Jonathan Johnson, who was Smith’s schoolmate at Chicago Vocational High School, became a father at 17 and joined the first Dovetail class. “I had a child on the way, and I didn’t know what to do to prepare,” he recalled. “I loved the brotherhood and just having a place to go to do positive stuff.”
Johnson is now 24 and lives in Wisconsin with his 6-year-old son and 1-year-old daughter. He travels back to Chicago on the weekends to recruit new Dovetail participants. He credits Smith and the program with pushing him to complete high school and work to build a strong future for himself and his children. He recently applied for an LLC to open a jerk chicken franchise in Wisconsin.

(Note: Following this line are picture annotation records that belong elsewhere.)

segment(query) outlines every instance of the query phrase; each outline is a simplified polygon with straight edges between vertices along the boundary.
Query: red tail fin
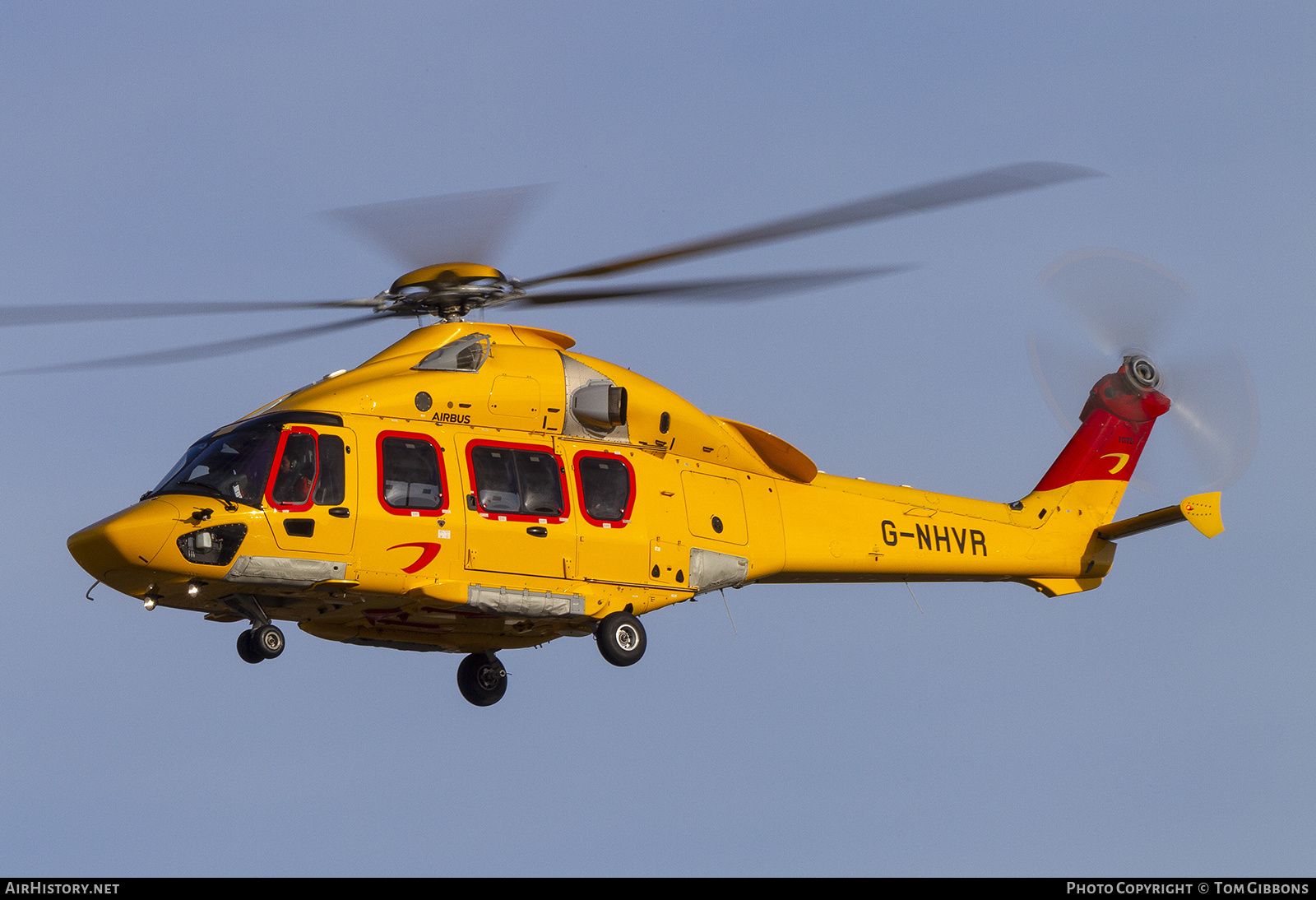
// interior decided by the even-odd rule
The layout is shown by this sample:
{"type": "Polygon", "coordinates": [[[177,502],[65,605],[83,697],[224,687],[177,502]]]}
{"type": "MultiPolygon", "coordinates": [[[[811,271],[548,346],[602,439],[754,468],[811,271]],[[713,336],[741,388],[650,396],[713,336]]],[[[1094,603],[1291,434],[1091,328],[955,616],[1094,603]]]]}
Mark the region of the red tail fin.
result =
{"type": "Polygon", "coordinates": [[[1128,371],[1136,366],[1130,359],[1092,388],[1079,416],[1083,424],[1033,488],[1034,493],[1074,482],[1128,482],[1133,478],[1152,426],[1157,416],[1170,409],[1170,400],[1155,389],[1154,375],[1140,383],[1138,376],[1128,371]]]}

News of the Dovetail Project’s impact is spreading. Last December, Chicago Mayor Rahm Emanuel selected Smith, now 26, to serve on the city’s My Brother’s Keeper cabinet. In March, CNN named him one of its 25 Heroes of the Year. In September, CNN will select 10 of the honorees to go on to a next round. If Smith is selected, the public will have a chance to vote for him to be the 2016 Hero of the Year. So far, Smith is the only CNN Hero from Chicago this year.
“I didn’t start the project for recognition. I did it to fill a need,” said Smith, who graduated from high school with a carpentry certification and attended Chicago Community Colleges intending to complete a civil engineering degree. “I look at the CNN award as part of a divine plan. God has shown me that this is my work, and I’m going to dedicate my life to it.”
This fall, Smith plans to expand the Dovetail Project to three locations: Woodlawn, North Lawndale and Roseland, increasing the number of young fathers the organization serves from 60 per year to 120.
While response to the program has been encouraging, funding is a big challenge.
“Creating the program wasn’t hard. Recruiting young men was not hard,” he said. “The toughest part is funding because fatherhood programs are not widely funded within the broader social service and philanthropic communities. Family and parenthood are usually only associated with mothers,” he explained. “The CNN award and the partnership with the University of Chicago have helped break down some of those barriers.”
On June 16, Smith will oversee Dovetail’s 13th graduation ceremony. It will be held at the University of Chicago's Gordon Center for Integrative Science.
“It’s exciting to see the growth in the dads,” he said. “I created Dovetail to heal the brokenness and so that children won’t grow up hurting the way that I did. This is about breaking the cycle.”